FOSTORIA - Descendants of Maria Millhime, whose headstone was unearthed this fall at Fostoria Metro Airport, have asked the city to do some more digging.
While they're not convinced Mrs. Millhime's remains are buried at the site, they'd like to know for sure.
"You'd think if there was a headstone, there would be a body under it but we really don't know," said Jan Thibodeau, a Fostoria resident and great-great granddaughter of Mrs. Millhime, who died in 1855.
A history buff and genealogy enthusiast, Mrs. Thibodeau was inspired to begin delving into her mother's family history after the gravestone was discovered in November by an excavating company working at the airport.
The stone was found about 16 inches below ground in an area planned for drainage and runoff from the runway, which is being extended from 4,200 feet to 5,000 feet to accommodate corporate jets that land in Findlay.
The land had once been the Millhime homestead, though it's unclear if Mrs. Millhime and other family members were buried on the property or buried there and later moved to a family plot at the nearby Zion Lutheran Cemetery.
A grave marked for Mary Millhime, with the same dates of birth and death, is located at the cemetery at Seneca County Roads 5 and 592 in Jackson Township.
Mrs. Thibodeau said some family records research showed Mrs. Millhime was of Spanish descent, which would explain the variation of her first name from Maria to Mary. Mrs. Millhime's husband, Jacob, died and was buried in Pennsylvania, she said.

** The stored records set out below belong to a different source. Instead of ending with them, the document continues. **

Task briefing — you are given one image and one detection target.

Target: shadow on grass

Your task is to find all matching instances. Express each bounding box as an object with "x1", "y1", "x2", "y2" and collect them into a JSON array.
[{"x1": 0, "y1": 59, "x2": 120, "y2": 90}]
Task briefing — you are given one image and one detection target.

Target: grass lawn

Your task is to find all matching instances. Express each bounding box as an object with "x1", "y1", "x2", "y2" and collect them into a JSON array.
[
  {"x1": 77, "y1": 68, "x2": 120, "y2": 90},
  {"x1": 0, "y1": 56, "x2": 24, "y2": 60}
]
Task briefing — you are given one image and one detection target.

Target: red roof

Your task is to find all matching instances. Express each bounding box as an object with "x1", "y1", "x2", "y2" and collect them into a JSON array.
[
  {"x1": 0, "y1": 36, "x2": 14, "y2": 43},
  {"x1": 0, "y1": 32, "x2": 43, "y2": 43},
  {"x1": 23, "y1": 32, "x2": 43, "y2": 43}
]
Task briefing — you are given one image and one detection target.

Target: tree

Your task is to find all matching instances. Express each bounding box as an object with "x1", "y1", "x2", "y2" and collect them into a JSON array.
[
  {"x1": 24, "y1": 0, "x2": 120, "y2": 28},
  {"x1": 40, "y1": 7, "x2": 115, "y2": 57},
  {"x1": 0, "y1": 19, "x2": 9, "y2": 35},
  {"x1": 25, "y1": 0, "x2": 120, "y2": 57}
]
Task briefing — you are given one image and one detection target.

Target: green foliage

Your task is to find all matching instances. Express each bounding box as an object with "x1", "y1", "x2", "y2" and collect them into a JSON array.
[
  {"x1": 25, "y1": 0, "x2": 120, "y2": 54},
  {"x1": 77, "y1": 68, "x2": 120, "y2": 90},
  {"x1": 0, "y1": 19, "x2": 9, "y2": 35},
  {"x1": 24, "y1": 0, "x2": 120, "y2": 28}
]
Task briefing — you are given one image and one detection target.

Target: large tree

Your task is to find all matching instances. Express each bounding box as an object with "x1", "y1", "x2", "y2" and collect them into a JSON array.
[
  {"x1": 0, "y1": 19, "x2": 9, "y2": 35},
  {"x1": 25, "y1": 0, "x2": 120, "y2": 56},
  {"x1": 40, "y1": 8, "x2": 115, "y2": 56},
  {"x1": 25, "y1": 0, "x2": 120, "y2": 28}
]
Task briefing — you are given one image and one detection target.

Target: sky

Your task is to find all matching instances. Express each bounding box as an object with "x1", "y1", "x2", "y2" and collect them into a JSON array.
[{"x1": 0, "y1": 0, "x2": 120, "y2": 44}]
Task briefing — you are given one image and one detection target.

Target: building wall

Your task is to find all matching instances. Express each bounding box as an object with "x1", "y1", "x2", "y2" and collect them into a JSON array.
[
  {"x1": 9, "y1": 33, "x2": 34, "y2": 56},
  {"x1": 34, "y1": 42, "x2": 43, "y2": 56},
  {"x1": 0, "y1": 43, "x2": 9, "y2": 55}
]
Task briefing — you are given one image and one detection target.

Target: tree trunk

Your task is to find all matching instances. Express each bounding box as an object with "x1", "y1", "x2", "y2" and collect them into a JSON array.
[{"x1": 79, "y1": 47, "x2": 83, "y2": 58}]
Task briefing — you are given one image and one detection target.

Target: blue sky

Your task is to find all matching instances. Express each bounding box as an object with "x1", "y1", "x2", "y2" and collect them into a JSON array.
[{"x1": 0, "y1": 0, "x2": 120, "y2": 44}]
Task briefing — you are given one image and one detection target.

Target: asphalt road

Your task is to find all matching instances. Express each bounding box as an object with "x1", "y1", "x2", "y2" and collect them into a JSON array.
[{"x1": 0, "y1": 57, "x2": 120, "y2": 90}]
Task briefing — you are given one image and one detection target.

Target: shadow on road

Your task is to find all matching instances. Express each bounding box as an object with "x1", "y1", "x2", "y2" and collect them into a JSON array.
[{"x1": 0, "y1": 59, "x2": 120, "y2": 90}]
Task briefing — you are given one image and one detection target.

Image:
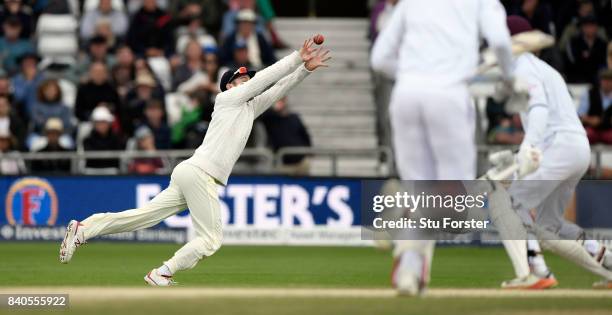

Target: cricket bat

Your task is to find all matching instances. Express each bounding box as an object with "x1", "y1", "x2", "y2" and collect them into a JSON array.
[{"x1": 477, "y1": 30, "x2": 555, "y2": 74}]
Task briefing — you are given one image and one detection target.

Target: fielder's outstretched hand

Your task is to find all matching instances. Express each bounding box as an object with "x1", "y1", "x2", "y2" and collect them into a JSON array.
[
  {"x1": 300, "y1": 38, "x2": 314, "y2": 62},
  {"x1": 304, "y1": 47, "x2": 331, "y2": 71}
]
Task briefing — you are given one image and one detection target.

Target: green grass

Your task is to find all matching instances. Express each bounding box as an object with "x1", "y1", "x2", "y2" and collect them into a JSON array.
[
  {"x1": 0, "y1": 242, "x2": 597, "y2": 288},
  {"x1": 0, "y1": 298, "x2": 612, "y2": 315},
  {"x1": 0, "y1": 242, "x2": 612, "y2": 315}
]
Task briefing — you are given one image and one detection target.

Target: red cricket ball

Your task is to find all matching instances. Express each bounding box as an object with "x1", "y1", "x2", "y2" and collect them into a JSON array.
[{"x1": 312, "y1": 34, "x2": 325, "y2": 45}]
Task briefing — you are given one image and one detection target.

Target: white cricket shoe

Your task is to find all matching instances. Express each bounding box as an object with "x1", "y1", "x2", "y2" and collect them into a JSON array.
[
  {"x1": 391, "y1": 259, "x2": 427, "y2": 296},
  {"x1": 594, "y1": 245, "x2": 612, "y2": 271},
  {"x1": 501, "y1": 274, "x2": 559, "y2": 290},
  {"x1": 144, "y1": 268, "x2": 177, "y2": 287},
  {"x1": 60, "y1": 220, "x2": 87, "y2": 264},
  {"x1": 593, "y1": 279, "x2": 612, "y2": 290}
]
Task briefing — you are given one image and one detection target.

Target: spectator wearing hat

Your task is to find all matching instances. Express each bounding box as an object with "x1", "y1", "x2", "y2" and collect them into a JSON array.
[
  {"x1": 144, "y1": 99, "x2": 171, "y2": 150},
  {"x1": 80, "y1": 0, "x2": 129, "y2": 41},
  {"x1": 578, "y1": 70, "x2": 612, "y2": 144},
  {"x1": 28, "y1": 79, "x2": 74, "y2": 148},
  {"x1": 83, "y1": 106, "x2": 125, "y2": 168},
  {"x1": 172, "y1": 39, "x2": 204, "y2": 90},
  {"x1": 261, "y1": 97, "x2": 312, "y2": 175},
  {"x1": 0, "y1": 17, "x2": 35, "y2": 75},
  {"x1": 30, "y1": 118, "x2": 72, "y2": 173},
  {"x1": 0, "y1": 0, "x2": 34, "y2": 39},
  {"x1": 219, "y1": 0, "x2": 266, "y2": 39},
  {"x1": 220, "y1": 9, "x2": 276, "y2": 69},
  {"x1": 75, "y1": 62, "x2": 119, "y2": 121},
  {"x1": 557, "y1": 0, "x2": 607, "y2": 52},
  {"x1": 11, "y1": 53, "x2": 45, "y2": 117},
  {"x1": 175, "y1": 0, "x2": 217, "y2": 55},
  {"x1": 76, "y1": 36, "x2": 116, "y2": 78},
  {"x1": 127, "y1": 0, "x2": 173, "y2": 56},
  {"x1": 0, "y1": 125, "x2": 26, "y2": 175},
  {"x1": 112, "y1": 45, "x2": 136, "y2": 103},
  {"x1": 120, "y1": 71, "x2": 163, "y2": 135},
  {"x1": 0, "y1": 96, "x2": 26, "y2": 150},
  {"x1": 128, "y1": 126, "x2": 164, "y2": 175},
  {"x1": 565, "y1": 15, "x2": 606, "y2": 84}
]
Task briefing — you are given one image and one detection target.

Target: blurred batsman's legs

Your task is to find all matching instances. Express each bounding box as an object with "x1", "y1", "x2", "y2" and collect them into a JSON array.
[
  {"x1": 61, "y1": 162, "x2": 223, "y2": 285},
  {"x1": 509, "y1": 132, "x2": 612, "y2": 288},
  {"x1": 390, "y1": 84, "x2": 476, "y2": 295}
]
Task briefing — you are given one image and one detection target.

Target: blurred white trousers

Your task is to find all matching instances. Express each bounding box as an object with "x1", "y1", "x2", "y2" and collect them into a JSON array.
[
  {"x1": 509, "y1": 132, "x2": 591, "y2": 239},
  {"x1": 82, "y1": 162, "x2": 223, "y2": 273},
  {"x1": 389, "y1": 79, "x2": 476, "y2": 283},
  {"x1": 390, "y1": 81, "x2": 476, "y2": 180}
]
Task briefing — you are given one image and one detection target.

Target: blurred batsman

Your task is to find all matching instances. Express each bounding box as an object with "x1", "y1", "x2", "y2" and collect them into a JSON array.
[
  {"x1": 59, "y1": 39, "x2": 331, "y2": 286},
  {"x1": 371, "y1": 0, "x2": 514, "y2": 294},
  {"x1": 504, "y1": 16, "x2": 612, "y2": 288}
]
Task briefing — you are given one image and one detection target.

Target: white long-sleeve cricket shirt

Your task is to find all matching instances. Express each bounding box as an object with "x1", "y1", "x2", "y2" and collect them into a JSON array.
[{"x1": 188, "y1": 51, "x2": 310, "y2": 185}]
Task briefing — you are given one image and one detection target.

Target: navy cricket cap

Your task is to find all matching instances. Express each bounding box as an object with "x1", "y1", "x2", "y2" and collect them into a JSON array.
[{"x1": 219, "y1": 67, "x2": 256, "y2": 92}]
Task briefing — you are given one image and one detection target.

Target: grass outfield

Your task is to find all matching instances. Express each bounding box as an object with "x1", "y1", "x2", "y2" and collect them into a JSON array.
[{"x1": 0, "y1": 242, "x2": 612, "y2": 315}]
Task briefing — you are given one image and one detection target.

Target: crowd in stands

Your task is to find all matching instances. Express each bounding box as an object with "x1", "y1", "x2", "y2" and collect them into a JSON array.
[
  {"x1": 0, "y1": 0, "x2": 310, "y2": 174},
  {"x1": 370, "y1": 0, "x2": 612, "y2": 148}
]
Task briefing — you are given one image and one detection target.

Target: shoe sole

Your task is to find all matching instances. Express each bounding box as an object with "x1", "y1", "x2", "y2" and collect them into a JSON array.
[
  {"x1": 593, "y1": 281, "x2": 612, "y2": 290},
  {"x1": 59, "y1": 220, "x2": 79, "y2": 264},
  {"x1": 502, "y1": 278, "x2": 559, "y2": 290}
]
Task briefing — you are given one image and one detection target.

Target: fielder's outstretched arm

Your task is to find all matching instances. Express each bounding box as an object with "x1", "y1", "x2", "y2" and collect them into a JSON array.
[
  {"x1": 249, "y1": 65, "x2": 312, "y2": 117},
  {"x1": 217, "y1": 51, "x2": 302, "y2": 105},
  {"x1": 249, "y1": 48, "x2": 331, "y2": 117}
]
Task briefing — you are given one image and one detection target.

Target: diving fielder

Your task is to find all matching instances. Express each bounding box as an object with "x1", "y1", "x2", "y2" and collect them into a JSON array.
[
  {"x1": 371, "y1": 0, "x2": 526, "y2": 295},
  {"x1": 59, "y1": 39, "x2": 331, "y2": 286},
  {"x1": 503, "y1": 16, "x2": 612, "y2": 288}
]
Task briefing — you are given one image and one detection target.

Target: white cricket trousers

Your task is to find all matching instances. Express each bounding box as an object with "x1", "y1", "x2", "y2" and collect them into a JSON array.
[
  {"x1": 509, "y1": 132, "x2": 591, "y2": 239},
  {"x1": 82, "y1": 161, "x2": 223, "y2": 273},
  {"x1": 389, "y1": 82, "x2": 476, "y2": 283},
  {"x1": 390, "y1": 80, "x2": 476, "y2": 180}
]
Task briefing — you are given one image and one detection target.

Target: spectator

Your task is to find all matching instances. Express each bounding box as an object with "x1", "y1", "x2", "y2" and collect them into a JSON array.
[
  {"x1": 75, "y1": 62, "x2": 119, "y2": 121},
  {"x1": 11, "y1": 53, "x2": 44, "y2": 117},
  {"x1": 565, "y1": 16, "x2": 606, "y2": 84},
  {"x1": 0, "y1": 125, "x2": 25, "y2": 175},
  {"x1": 219, "y1": 0, "x2": 265, "y2": 39},
  {"x1": 77, "y1": 36, "x2": 116, "y2": 77},
  {"x1": 176, "y1": 2, "x2": 217, "y2": 54},
  {"x1": 172, "y1": 39, "x2": 207, "y2": 90},
  {"x1": 127, "y1": 0, "x2": 173, "y2": 56},
  {"x1": 220, "y1": 10, "x2": 276, "y2": 69},
  {"x1": 129, "y1": 127, "x2": 164, "y2": 174},
  {"x1": 607, "y1": 41, "x2": 612, "y2": 70},
  {"x1": 145, "y1": 100, "x2": 171, "y2": 150},
  {"x1": 370, "y1": 0, "x2": 399, "y2": 43},
  {"x1": 120, "y1": 72, "x2": 160, "y2": 134},
  {"x1": 169, "y1": 0, "x2": 225, "y2": 35},
  {"x1": 0, "y1": 0, "x2": 33, "y2": 39},
  {"x1": 83, "y1": 106, "x2": 125, "y2": 168},
  {"x1": 30, "y1": 118, "x2": 71, "y2": 173},
  {"x1": 0, "y1": 16, "x2": 34, "y2": 75},
  {"x1": 557, "y1": 0, "x2": 607, "y2": 50},
  {"x1": 578, "y1": 70, "x2": 612, "y2": 144},
  {"x1": 81, "y1": 0, "x2": 129, "y2": 41},
  {"x1": 28, "y1": 79, "x2": 73, "y2": 148},
  {"x1": 261, "y1": 98, "x2": 312, "y2": 175},
  {"x1": 112, "y1": 46, "x2": 135, "y2": 102},
  {"x1": 0, "y1": 96, "x2": 26, "y2": 150}
]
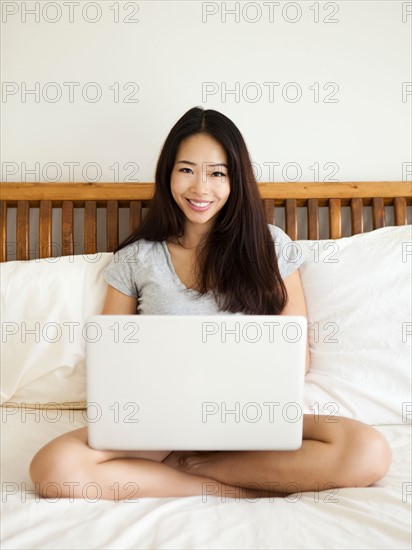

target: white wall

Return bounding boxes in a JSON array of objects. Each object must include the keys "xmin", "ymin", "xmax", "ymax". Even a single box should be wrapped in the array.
[
  {"xmin": 1, "ymin": 0, "xmax": 412, "ymax": 252},
  {"xmin": 1, "ymin": 0, "xmax": 412, "ymax": 182}
]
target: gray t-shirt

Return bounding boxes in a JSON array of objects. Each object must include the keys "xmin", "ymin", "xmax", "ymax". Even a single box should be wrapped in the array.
[{"xmin": 104, "ymin": 224, "xmax": 304, "ymax": 315}]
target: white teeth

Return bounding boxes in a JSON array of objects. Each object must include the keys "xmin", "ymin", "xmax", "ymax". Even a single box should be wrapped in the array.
[{"xmin": 189, "ymin": 199, "xmax": 210, "ymax": 208}]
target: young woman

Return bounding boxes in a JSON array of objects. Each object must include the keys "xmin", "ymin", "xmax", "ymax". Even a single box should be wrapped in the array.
[{"xmin": 30, "ymin": 108, "xmax": 391, "ymax": 500}]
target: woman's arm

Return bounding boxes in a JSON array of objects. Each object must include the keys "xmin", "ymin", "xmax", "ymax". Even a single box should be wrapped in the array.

"We don't really have to know, but now that the question has been raised, it's like, 'I wonder what the deal is?'•" she said. "We'll go ahead and see if there's anything there and, if not, then so be it."
Fostoria Mayor John Davoli said any excavation work at the city-owned airport would likely have to await a break in the weather, but he said the city is committed to doing what the family wants.
"We've got to make sure we make it right for them," Mr. Davoli said, adding that he doubts there will be any remains at the site.
"Maybe it's a marker just there with no remains at all - that's the most likely possibility, but we'll do the best we can," he said.